Q: What brought you here? You have been working here for many years.
NHD: Well, I came first with the American Embassy, but that was many years ago. And then I married Louis Dupree who was an archaeologist and we spent many years here going to various places in Kandahar, and also in Balkh province, and also in Badakshan province, excavating pre-historic caves. Louis Dupree, my husband at the time, was the only one who was primarily interested in the prehistory of Afghanistan.
You have here the extremely rich cultural heritage; it goes from very early ages: beautiful things from the Kushan period and the Islamic periods. These are your spectacular periods. But if you want to understand the history of man in this area, then you start from the beginning, which is in pre-history. So he was primarily interested in pre-history and found that there was a very active association of peoples primarily in the north during the very, very early times, during the Upper-Paleolithic. And then in the Dasht-e Nawar we found Lower-Paleolithic, and this is a whole new period which has to be studied in greater depth.
Q: What was your own first project on Afghanistan?
NHD: I was working with the Garzandoi (Afghan Tours). I went to Bamiyan and this was when there was no paper guides, no two-legged guides. And this is now of the wonders of the world, so I spoke to Wahab Tarzi, who was then the first president of the Garzandoi, which had just been established.
And I said, “You know what? This is a scandal. You are trying to attract tourists but you don’t have any information about the most important tourist site in Afghanistan.”
So he smiled, and he said, “Well, you do something about it.”
I said, “Well, I will not write anything unless I see it, so you send me back to Bamiyan. So I spent a good part of a month in Bamiyan going to all the caves and studying everything. And then I wrote the guide to Bamiyan.

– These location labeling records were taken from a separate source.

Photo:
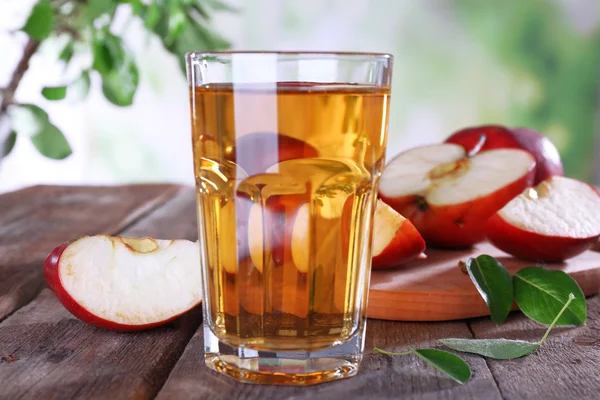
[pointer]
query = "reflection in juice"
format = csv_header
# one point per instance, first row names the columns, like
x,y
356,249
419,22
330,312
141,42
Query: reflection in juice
x,y
285,178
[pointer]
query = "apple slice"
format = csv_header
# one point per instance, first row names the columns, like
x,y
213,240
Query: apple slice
x,y
124,284
395,239
556,220
487,137
449,196
256,152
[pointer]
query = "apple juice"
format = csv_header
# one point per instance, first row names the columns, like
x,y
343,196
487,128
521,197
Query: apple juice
x,y
286,177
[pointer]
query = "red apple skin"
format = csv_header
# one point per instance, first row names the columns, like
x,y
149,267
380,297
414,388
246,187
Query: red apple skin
x,y
53,279
407,245
529,245
256,152
496,137
460,225
547,158
543,150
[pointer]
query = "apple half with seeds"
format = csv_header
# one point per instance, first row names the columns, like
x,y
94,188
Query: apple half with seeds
x,y
554,221
449,195
124,284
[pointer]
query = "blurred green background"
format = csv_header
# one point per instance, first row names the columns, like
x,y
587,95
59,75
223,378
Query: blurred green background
x,y
458,63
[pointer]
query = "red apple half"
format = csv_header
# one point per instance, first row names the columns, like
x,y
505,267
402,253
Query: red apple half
x,y
449,196
395,239
556,220
124,284
487,137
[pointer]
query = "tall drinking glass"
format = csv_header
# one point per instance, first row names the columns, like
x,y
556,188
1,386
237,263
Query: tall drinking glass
x,y
288,151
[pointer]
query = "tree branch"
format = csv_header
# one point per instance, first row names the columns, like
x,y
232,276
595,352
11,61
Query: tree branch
x,y
9,92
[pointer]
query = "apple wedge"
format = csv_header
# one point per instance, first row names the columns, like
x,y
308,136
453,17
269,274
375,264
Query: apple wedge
x,y
124,284
556,220
487,137
395,239
449,196
256,152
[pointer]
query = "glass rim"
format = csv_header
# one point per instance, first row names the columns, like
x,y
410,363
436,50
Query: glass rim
x,y
353,54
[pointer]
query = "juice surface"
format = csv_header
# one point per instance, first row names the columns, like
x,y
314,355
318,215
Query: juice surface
x,y
286,174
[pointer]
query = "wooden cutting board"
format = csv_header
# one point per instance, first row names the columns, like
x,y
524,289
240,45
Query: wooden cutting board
x,y
435,289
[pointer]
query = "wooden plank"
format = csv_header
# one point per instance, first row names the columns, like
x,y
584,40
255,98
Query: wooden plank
x,y
435,289
380,376
48,354
565,367
35,220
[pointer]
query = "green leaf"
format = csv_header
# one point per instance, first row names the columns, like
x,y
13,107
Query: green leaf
x,y
152,15
67,52
541,293
52,143
9,143
41,21
177,23
500,349
137,7
503,349
108,53
96,8
82,85
448,363
54,93
47,138
120,85
220,6
494,284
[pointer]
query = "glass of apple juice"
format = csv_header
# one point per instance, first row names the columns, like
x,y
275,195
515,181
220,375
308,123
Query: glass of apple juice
x,y
288,151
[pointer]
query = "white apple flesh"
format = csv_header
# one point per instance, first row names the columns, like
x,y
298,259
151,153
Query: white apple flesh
x,y
448,195
556,220
125,284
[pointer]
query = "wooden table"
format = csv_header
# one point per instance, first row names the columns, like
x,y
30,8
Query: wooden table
x,y
45,353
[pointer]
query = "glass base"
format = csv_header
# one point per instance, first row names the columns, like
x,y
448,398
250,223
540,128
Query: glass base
x,y
284,367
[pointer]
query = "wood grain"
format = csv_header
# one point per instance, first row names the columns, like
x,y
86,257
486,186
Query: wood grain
x,y
35,220
48,354
435,289
380,377
565,367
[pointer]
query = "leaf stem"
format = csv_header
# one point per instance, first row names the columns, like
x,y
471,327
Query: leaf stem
x,y
571,298
389,353
22,66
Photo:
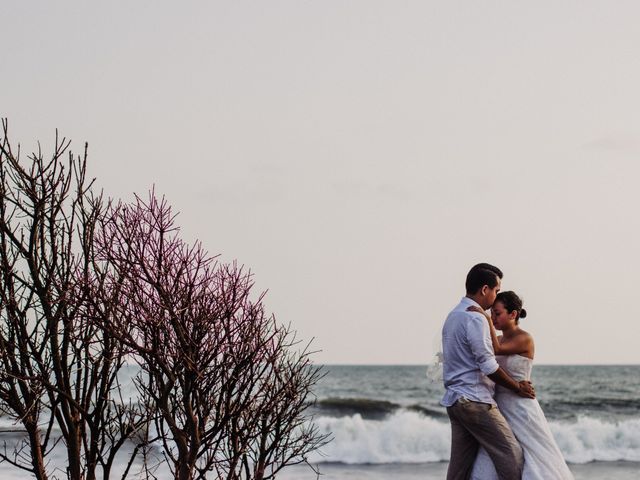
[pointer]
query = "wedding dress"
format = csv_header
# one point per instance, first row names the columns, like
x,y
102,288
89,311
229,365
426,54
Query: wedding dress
x,y
542,457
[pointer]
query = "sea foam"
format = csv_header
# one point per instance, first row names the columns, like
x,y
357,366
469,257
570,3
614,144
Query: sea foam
x,y
410,437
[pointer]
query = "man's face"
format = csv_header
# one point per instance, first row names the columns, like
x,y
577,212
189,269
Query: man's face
x,y
491,294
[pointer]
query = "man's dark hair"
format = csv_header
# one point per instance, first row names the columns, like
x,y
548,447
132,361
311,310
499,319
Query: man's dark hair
x,y
480,275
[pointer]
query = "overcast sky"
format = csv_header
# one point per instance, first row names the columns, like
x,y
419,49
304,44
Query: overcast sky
x,y
361,156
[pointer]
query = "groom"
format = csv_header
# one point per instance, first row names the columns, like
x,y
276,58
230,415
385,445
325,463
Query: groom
x,y
470,373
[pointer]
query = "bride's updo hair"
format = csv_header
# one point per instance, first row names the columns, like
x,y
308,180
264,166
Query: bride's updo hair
x,y
512,302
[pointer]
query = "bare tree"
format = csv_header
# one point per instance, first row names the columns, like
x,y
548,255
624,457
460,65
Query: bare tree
x,y
229,387
58,369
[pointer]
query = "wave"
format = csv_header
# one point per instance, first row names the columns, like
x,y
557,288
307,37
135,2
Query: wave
x,y
368,408
410,437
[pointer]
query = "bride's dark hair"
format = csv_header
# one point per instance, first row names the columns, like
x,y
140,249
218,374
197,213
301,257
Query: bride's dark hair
x,y
512,302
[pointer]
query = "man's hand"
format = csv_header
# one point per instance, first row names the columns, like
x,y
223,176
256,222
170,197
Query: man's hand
x,y
526,389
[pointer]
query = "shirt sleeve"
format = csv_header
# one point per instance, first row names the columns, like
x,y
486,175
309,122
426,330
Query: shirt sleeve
x,y
480,341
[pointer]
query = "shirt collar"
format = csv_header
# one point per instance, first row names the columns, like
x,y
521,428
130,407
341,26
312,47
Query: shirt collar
x,y
469,302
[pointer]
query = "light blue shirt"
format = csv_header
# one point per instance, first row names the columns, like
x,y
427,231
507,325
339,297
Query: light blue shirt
x,y
467,356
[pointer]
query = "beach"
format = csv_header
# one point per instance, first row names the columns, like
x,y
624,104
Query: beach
x,y
386,422
437,471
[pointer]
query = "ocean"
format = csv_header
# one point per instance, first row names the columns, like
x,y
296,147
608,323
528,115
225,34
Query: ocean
x,y
386,422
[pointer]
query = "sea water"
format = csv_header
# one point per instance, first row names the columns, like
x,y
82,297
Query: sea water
x,y
390,416
386,422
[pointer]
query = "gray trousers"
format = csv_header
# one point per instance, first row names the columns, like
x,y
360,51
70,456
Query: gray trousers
x,y
474,424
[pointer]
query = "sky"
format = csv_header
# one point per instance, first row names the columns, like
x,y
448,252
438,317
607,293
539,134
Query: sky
x,y
359,157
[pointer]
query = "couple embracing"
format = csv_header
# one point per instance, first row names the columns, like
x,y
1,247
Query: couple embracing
x,y
498,428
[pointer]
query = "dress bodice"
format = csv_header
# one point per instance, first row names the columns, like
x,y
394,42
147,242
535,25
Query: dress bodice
x,y
517,366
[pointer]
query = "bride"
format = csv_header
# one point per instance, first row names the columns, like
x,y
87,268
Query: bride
x,y
514,352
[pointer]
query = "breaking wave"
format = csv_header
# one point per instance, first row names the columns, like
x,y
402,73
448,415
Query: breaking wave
x,y
411,437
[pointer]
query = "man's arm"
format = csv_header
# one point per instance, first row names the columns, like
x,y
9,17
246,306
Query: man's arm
x,y
522,388
480,342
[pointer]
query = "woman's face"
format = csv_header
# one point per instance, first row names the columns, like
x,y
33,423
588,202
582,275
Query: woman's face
x,y
500,316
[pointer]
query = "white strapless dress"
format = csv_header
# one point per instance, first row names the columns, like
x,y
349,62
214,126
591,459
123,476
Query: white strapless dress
x,y
542,457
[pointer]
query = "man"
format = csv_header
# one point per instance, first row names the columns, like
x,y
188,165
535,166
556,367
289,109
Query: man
x,y
470,372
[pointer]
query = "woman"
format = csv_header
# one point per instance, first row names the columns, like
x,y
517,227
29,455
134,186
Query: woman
x,y
514,352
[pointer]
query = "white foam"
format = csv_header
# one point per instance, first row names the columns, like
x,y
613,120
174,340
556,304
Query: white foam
x,y
410,437
590,439
405,437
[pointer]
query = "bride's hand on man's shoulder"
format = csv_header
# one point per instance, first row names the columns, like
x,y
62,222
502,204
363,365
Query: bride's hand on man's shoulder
x,y
474,308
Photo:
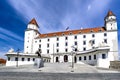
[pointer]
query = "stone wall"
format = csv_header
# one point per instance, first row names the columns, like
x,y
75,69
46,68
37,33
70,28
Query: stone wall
x,y
115,65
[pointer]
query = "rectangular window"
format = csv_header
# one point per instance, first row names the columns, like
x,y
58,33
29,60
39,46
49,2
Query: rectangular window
x,y
47,51
23,59
93,35
103,56
93,41
75,37
105,34
16,58
80,58
33,59
94,56
66,44
8,58
84,42
57,50
66,50
57,39
57,44
89,57
48,40
84,57
84,49
66,38
39,45
47,45
84,36
105,40
75,43
39,40
28,59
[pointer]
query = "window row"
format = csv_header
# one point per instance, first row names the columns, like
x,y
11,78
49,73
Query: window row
x,y
104,56
22,59
89,57
92,42
75,37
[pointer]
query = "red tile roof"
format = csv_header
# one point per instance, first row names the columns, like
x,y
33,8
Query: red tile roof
x,y
33,21
71,32
2,61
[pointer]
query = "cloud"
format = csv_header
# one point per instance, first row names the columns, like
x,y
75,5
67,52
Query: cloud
x,y
8,35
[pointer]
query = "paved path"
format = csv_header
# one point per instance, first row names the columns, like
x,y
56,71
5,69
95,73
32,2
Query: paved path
x,y
57,76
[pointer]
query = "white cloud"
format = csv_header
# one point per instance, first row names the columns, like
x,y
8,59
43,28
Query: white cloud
x,y
6,34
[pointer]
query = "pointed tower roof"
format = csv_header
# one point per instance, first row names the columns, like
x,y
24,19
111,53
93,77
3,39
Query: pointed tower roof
x,y
110,13
33,21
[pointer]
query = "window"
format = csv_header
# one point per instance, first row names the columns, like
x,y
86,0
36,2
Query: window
x,y
80,58
16,58
39,40
66,50
94,56
57,50
66,44
105,34
91,30
84,49
103,56
80,32
47,51
75,37
89,57
84,42
84,36
33,59
47,45
105,40
28,59
57,39
70,33
57,44
8,58
84,57
93,35
75,43
66,38
93,41
39,45
48,40
23,59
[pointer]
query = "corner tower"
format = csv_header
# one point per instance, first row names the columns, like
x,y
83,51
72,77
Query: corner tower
x,y
31,33
110,21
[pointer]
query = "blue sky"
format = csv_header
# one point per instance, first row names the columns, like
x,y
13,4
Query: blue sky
x,y
51,15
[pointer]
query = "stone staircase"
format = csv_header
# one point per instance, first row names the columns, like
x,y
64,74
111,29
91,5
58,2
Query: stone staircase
x,y
67,68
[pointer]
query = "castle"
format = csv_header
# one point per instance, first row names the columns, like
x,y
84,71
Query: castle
x,y
95,46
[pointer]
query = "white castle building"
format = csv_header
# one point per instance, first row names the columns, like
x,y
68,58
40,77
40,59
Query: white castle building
x,y
95,46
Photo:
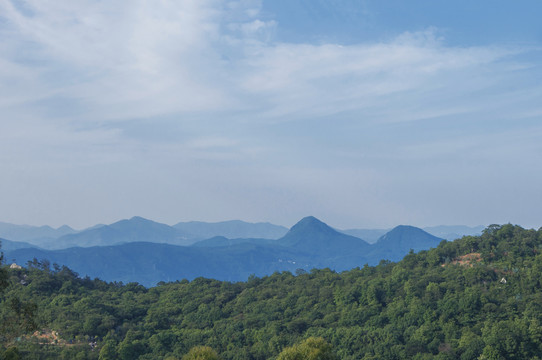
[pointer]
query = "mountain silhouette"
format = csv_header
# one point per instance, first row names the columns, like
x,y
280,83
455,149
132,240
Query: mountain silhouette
x,y
400,240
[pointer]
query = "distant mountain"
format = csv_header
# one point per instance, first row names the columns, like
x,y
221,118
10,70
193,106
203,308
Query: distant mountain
x,y
313,236
452,232
32,233
136,229
231,229
149,263
398,242
219,241
308,244
369,235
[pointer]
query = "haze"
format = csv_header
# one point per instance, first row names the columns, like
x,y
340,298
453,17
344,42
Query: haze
x,y
362,113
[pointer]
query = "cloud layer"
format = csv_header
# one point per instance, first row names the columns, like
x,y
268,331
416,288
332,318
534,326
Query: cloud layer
x,y
192,110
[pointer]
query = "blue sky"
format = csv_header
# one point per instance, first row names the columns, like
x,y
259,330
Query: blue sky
x,y
362,113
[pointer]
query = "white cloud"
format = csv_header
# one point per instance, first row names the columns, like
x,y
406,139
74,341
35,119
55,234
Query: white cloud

After that I became a guide writer. I wrote not only on Bamiyan but on Kabul and then the next one was on Herat and then the next one was on the north, the provinces in the north. And then finally, I published a general guide to all of Afghanistan.”
Q: For me as an Afghan woman who lives now in Afghanistan and finds it very difficult to travel on her own, it is very interesting to see that you traveled to all these places at that time. How was it? How did people behave?
NHD: People, you know, the Afghans, they respect Harijis, foreigners, number one. Or they used to. They respect women also. And, so, I had no trouble travelling alone. People were always very, very hospitable and they wanted to help me.
And then much of the time I was traveling and getting my information for the guide books. I was traveling with my husband after I married him here and he was looking for pre-historic caves. I was looking for interesting material for the guide book, so we worked together. It was a very nice, cooperative relationship. And also he was my photographer. And that was, I think, it was very solidifying as far as the relationship was concerned. It brought us closer together because we were working on things together.
Q: Were you able to continue your work once the civil war began with the Soviet invasion?
NHD: I was thrown out before the Soviets came, when Taraki (Nur Muhammad Taraki) came. During the Taraki regime we were thrown out and my husband was put in jail. By then we were living in Peshawar. He was coming back with the Mujahideen. I didn’t come with the Mujahideen. I thought it was not fair because, again, the Afghan character, they respected an old lady, and if there was a helicopter coming he would stay in order to help me. And I was endangering his life and I had no right to do that.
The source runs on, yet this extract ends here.